安倍首相の真珠湾訪問の意味については、私としては5月16日付及び5月30日付のコラムで示した認識の範囲内のことで、特に取り立ててつけ加えることあるいは修正することはありません。ここでは、中国側の受けとめ方・見方を参考までに紹介しておきます。

<中国外交部>
 中国外交部の華春瑩報道官は、12月27日の定例記者会見の席上、記者の質問に対して以下のように発言しています。

 (質問)日本の首相が真珠湾を訪問している。あなたは、日本の首相が今南京に赴き、中国人民にお詫びを言うべき時だと思うか。
 (回答)この数日来、中国のメディアにせよ、西側のメディアにせよ、日本の安倍首相のハワイ真珠湾への訪問に極めて注目していることに留意している。報道によれば、安倍首相の今回の訪問は「慰霊であって謝罪ではない」し、極めて「ジェスチャー」的意味合いが大きく、それらは主に中国を意識したものだという報道があることにも留意している。また我々は、50名以上の日米の歴史学者が連名で安倍首相に質問状を出し、安倍首相が中国、韓国等の戦争の被害国に哀悼の意を表し、日本として中国に謝罪するべきだと認識しているとしたことにも留意している。…どのような姿勢、ジェスチャーであるにせよ、真誠な反省があってのみ和解を実現するカギだということをつけ加えたい。
 (質問)共同通信の報道によれば、「寛容の精神」と「歴史的和解」とが安倍首相の真珠湾訪問のキー・ワードということであり、彼としては今回の訪問を通じて「第二次大戦の歴史を完全に清算する」ことを望んでいるというが、コメント如何。

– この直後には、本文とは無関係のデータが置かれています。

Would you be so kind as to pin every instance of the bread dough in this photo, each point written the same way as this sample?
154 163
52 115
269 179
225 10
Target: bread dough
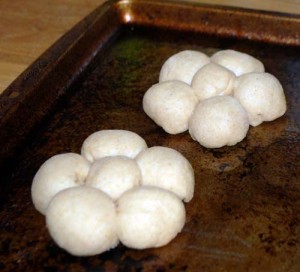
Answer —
114 175
212 80
57 173
183 66
219 121
168 169
112 143
262 95
238 62
82 220
149 217
170 105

 (回答)真珠湾に行って「慰霊する」ことで第二次大戦の歴史を完全に清算しようというのか!? それは恐らく一方的願望だろう。世界の反ファシズム戦争の東方の主戦場は中国であり、中国人民は世界の反ファシズム戦争のために巨大な民族的犠牲を払ったということを忘れてはいけない。中国等のアジア被害国との和解なしには、日本の歴史は一ページもめくることはできない。日本の指導者は右顧左眄、言を左右し、重きを避けて軽きに就くことを続けてはならず、歴史に対して責任を持ち、未来に対して責任を負う態度に基づき、過去のあの時期の歴史に対して真誠かつ深い再認識と反省を行い、過去を徹底的に一刀両断するべきだ。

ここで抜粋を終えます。